Personal information
- Full name: Deborah Green (-Vargas)
- Nationality: American
- Born: June 25, 1958 (age 67) Seoul, South Korea
- Height: 5 ft 4 in (163 cm)
- College / University: University of Southern California

Volleyball information
- Position: Setter
- Number: 10

National team
| 1978–1984 | United States |

Medal record
Women's volleyball
Representing the United States
Olympic Games
| Silver medal – second place | 1984 Los Angeles | Team |
World Championship
| Bronze medal – third place | 1982 Peru |  |
Pan American Games
| Silver medal – second place | 1983 Caracas | Team |

= Debbie Green-Vargas =

American volleyball player and coach (born 1958)

Debbie Green-Vargas (born June 25, 1958) is an American retired volleyball player and coach. She is regarded as the greatest American women's volleyball setter of all time. Green-Vargas was a member of the United States women's national volleyball team and won a silver medal at the 1984 Los Angeles Olympics.

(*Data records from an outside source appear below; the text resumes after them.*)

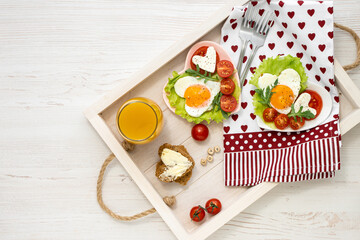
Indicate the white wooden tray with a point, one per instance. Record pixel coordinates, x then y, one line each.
206 182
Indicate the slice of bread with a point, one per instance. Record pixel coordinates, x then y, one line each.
161 167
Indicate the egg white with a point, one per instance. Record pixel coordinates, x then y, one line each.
183 83
303 101
288 77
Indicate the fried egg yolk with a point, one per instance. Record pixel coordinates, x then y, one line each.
196 95
282 97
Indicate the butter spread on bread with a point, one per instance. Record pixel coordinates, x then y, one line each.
176 164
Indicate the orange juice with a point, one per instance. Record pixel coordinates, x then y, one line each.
139 120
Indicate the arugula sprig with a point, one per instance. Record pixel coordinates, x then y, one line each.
306 114
206 76
216 104
266 94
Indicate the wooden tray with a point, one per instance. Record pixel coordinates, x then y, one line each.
206 182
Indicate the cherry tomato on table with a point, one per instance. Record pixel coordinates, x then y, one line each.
228 103
315 102
227 86
202 52
225 68
270 114
197 214
281 121
296 125
200 132
213 206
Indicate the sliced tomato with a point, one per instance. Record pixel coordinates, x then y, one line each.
281 121
315 102
213 206
228 103
296 125
225 68
227 86
202 52
270 114
197 213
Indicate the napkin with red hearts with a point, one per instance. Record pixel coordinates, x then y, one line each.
253 155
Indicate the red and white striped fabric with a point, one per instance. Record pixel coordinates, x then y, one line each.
252 155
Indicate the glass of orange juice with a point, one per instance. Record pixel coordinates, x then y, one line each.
139 120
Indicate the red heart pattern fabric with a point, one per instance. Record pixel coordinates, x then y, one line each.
303 29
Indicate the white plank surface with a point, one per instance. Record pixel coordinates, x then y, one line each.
58 57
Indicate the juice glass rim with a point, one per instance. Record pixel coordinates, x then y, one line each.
129 102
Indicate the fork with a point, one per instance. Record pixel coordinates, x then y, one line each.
259 29
246 33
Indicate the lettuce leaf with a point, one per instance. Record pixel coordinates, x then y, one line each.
275 66
178 102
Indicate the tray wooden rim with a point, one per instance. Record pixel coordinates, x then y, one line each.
93 114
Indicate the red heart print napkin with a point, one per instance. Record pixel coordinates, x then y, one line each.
252 155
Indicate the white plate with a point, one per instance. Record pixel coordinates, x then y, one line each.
326 110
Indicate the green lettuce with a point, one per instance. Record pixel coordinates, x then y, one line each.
275 66
178 102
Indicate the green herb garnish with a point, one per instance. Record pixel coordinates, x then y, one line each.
307 114
196 73
266 94
216 105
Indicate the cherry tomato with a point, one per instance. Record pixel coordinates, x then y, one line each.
296 125
227 86
270 114
200 132
315 102
202 52
197 214
213 206
225 68
281 121
228 103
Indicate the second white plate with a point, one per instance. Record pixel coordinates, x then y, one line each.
326 110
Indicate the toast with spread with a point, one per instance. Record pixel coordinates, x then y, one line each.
175 164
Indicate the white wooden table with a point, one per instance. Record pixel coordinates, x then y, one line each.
58 57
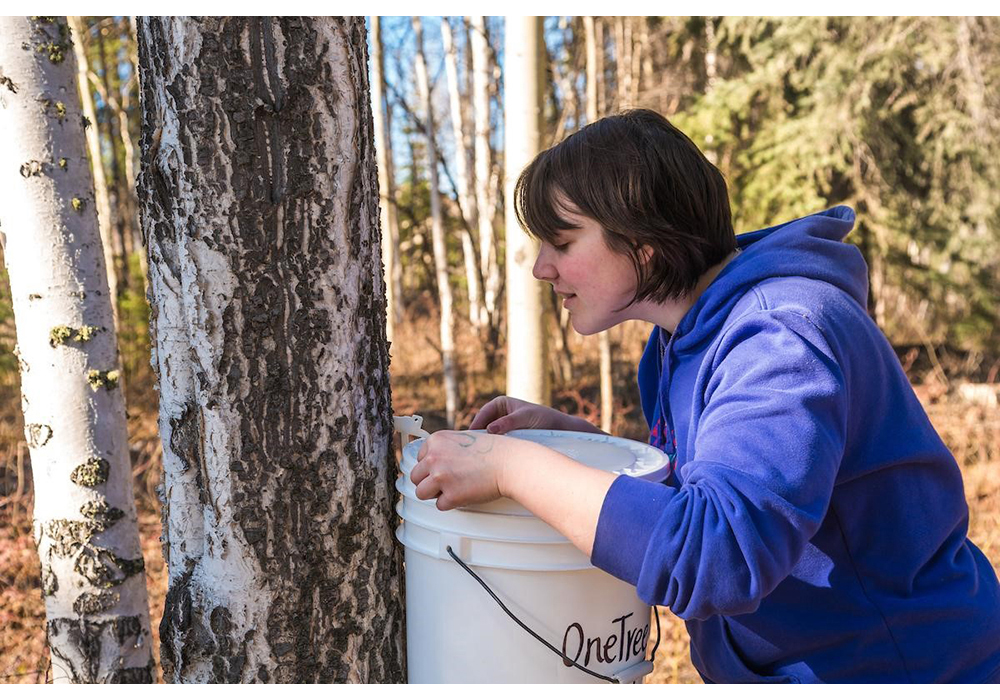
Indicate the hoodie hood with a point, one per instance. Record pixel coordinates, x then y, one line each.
810 247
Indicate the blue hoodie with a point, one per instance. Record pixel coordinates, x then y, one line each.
815 526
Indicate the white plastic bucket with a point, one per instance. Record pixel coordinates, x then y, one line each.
455 631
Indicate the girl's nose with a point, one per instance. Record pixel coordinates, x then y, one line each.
543 269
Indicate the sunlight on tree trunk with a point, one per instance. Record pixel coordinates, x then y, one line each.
101 199
386 185
438 236
84 520
527 366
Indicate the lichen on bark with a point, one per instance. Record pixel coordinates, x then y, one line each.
91 473
62 334
37 434
108 379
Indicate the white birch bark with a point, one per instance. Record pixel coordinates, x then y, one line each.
97 613
101 199
481 119
527 367
462 171
438 234
260 207
386 187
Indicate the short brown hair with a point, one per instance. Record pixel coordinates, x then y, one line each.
646 184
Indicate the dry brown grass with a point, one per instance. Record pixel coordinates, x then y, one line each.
972 432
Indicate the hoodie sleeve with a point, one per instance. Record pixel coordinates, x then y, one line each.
768 446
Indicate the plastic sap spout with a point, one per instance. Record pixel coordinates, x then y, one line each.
409 427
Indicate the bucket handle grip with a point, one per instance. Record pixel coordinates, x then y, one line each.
624 676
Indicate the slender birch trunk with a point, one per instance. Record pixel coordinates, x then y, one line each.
461 171
260 207
527 366
603 338
386 185
137 241
121 249
710 153
484 166
85 524
468 127
101 200
438 234
602 95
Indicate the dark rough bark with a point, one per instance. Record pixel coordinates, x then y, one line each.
256 178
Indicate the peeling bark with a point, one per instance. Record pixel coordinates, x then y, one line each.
84 518
260 208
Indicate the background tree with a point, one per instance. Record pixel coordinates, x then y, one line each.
260 205
386 184
84 518
438 234
483 166
465 183
101 199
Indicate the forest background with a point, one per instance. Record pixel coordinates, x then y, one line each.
896 117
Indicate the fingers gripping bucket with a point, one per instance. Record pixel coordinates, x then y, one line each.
542 586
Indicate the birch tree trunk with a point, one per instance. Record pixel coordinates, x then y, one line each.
386 186
484 165
604 337
461 171
260 208
137 241
527 367
84 520
111 123
101 199
437 234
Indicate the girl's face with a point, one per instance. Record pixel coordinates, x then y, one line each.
593 281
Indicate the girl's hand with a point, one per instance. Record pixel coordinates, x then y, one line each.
462 468
504 413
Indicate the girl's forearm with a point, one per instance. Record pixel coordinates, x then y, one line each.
564 493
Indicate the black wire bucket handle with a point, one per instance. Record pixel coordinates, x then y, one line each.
624 676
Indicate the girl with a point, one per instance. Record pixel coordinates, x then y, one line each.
814 526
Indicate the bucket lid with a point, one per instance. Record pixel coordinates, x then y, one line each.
606 452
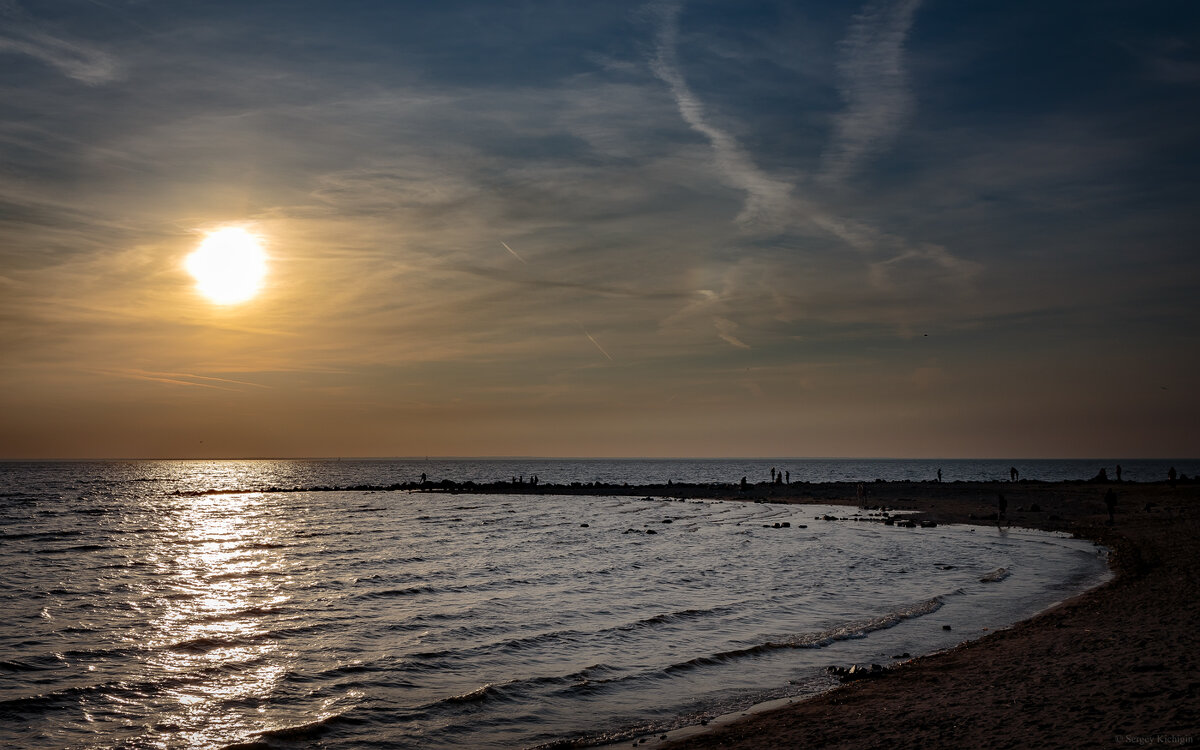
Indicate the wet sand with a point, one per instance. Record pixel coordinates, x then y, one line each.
1116 666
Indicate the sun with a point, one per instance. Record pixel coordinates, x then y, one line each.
229 265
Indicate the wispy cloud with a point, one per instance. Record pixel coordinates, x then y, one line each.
181 378
514 252
767 198
874 85
725 331
73 59
592 339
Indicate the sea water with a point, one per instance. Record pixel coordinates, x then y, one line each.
141 615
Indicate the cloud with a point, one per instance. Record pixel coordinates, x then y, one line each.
725 330
767 198
874 85
72 59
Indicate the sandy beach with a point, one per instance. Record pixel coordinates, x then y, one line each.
1116 666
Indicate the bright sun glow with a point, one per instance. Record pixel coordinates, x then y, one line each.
228 265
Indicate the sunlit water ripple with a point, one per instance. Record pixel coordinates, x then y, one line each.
138 618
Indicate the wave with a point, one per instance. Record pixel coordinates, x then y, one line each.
997 575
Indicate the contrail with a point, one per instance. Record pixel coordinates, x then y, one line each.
595 342
514 252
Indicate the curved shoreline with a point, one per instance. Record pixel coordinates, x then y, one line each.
1116 665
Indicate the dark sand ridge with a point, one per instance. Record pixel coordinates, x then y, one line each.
1116 666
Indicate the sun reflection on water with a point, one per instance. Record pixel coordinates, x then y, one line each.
214 658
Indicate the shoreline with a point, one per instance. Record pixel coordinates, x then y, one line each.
1113 666
1116 665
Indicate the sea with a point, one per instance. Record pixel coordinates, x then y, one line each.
267 604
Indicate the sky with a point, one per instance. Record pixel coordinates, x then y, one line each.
901 228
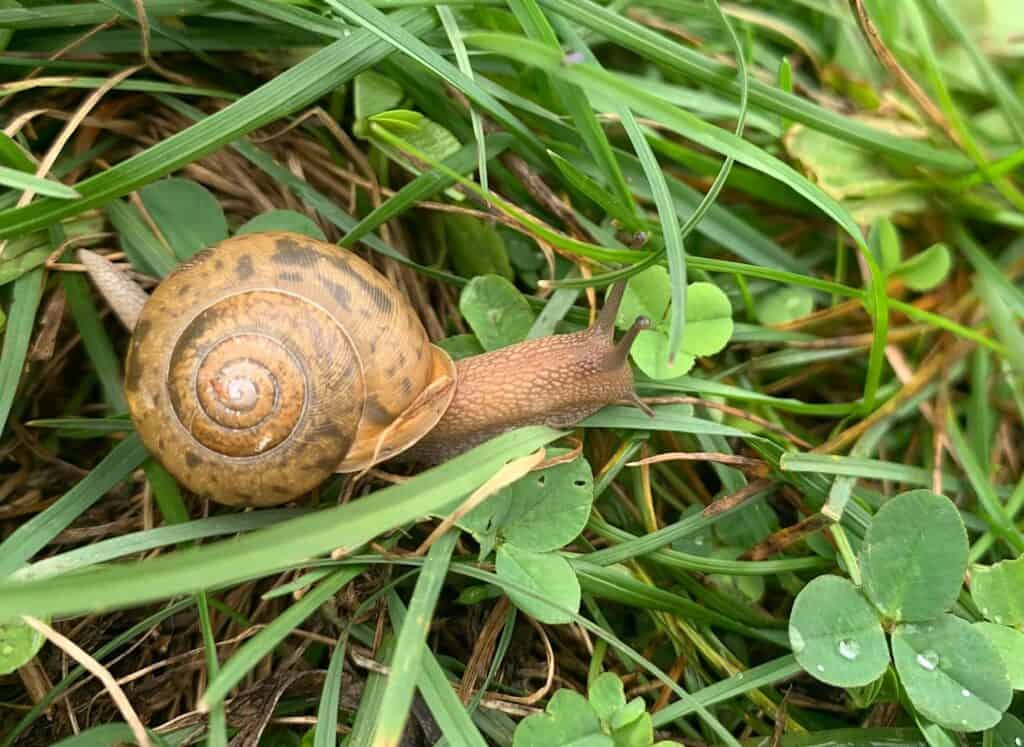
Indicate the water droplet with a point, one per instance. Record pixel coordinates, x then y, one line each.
849 649
928 660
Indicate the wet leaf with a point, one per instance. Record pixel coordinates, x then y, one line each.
998 591
952 674
18 644
846 647
784 305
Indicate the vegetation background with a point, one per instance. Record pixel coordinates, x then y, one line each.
814 540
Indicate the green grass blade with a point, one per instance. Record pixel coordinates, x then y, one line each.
284 545
397 37
462 57
626 32
36 533
777 670
263 642
97 344
537 26
439 695
135 542
20 321
23 181
61 15
411 639
327 711
299 86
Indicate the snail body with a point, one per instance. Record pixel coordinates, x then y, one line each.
270 361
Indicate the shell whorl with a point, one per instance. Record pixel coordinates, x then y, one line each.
257 366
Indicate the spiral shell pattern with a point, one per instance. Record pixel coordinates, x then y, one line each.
249 373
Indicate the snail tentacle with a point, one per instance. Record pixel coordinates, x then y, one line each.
124 295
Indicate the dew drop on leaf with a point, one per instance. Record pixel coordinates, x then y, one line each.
797 640
849 649
928 660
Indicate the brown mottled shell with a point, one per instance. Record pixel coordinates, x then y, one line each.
270 361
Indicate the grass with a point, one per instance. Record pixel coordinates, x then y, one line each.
864 232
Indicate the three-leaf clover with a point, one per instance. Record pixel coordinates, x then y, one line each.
912 559
709 322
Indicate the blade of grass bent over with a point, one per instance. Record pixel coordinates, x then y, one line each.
299 86
284 545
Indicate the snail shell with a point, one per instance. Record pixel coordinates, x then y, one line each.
270 361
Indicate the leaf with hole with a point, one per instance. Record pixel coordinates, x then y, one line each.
951 672
846 647
650 353
998 591
548 508
1010 644
914 555
496 310
185 213
925 270
647 294
545 574
709 320
18 644
784 305
282 220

Green-Vargas also won a bronze medal at the 1982 FIVB World Championship in Peru and a silver medal in the 1983 Pan American Games in Caracas.

In 1995, Green-Vargas was inducted into the International Volleyball Hall of Fame.

== Early life ==
Debbie Green-Vargas was born in Seoul, South Korea in 1958. She grew up in California and attended Westminster High School. At the age of 16 Green-Vargas was a part of the Adidas Junior Team which swept the USVBA Nationals. She was named an All-American, the youngest player ever to be so honored.

==Collegiate career==
Despite her small stature, Green-Vargas was a two-time All-American setter at USC. She perfected the jump set, allowing her to meet the ball higher in the vertical plane and create a higher tempo in the offense. In doing so she was able to consistently create opportunities advantageous for her hitters. In 1977, Green-Vargas led the Trojans to a 38–0 record and an AIAW National Championships. Hers was the first college volleyball team to ever register a perfect season. Green-Vargas led the Trojans to their second national championship the following year in 1978. She won the Broderick Award, (now the Honda Sports Award) as the nation's best female collegiate volleyball player in 1978.

==Olympic career==
Green-Vargas was on the roster for the 1980 Olympic, but was disappointed by the 1980 Olympic boycott. In 1984, Green-Vargas helped team USA to a silver medal, at the time the best finish in U.S. women's volleyball history.

==Professional==
Green-Vargas played for the Los Angeles Starlites of Major League Volleyball (MLV), a women's professional indoor league, and helped the squad earn the league's first two championships in 1987 and 1988.

==Awards==

In 1986, Green-Vargas was selected to the United States Volleyball Association Hall of Fame, and in the spring of 1986 received the All-Time Great Volleyball Player award. On April 30, 1998, Green-Vargas became the first woman to enter the Orange County Sports Hall of Fame.

==Coaching==

Green-Vargas was an assistant coach for the Long Beach State women's volleyball team for 23 years, retiring after the 2008–09 season.

==Personal life==

Green-Vargas married Joe Vargas and has two children, Nicole and Dana. Nicole played setter at Long Beach State, where Green-Vargas worked as an assistant coach. Dana was a setter for UCSB.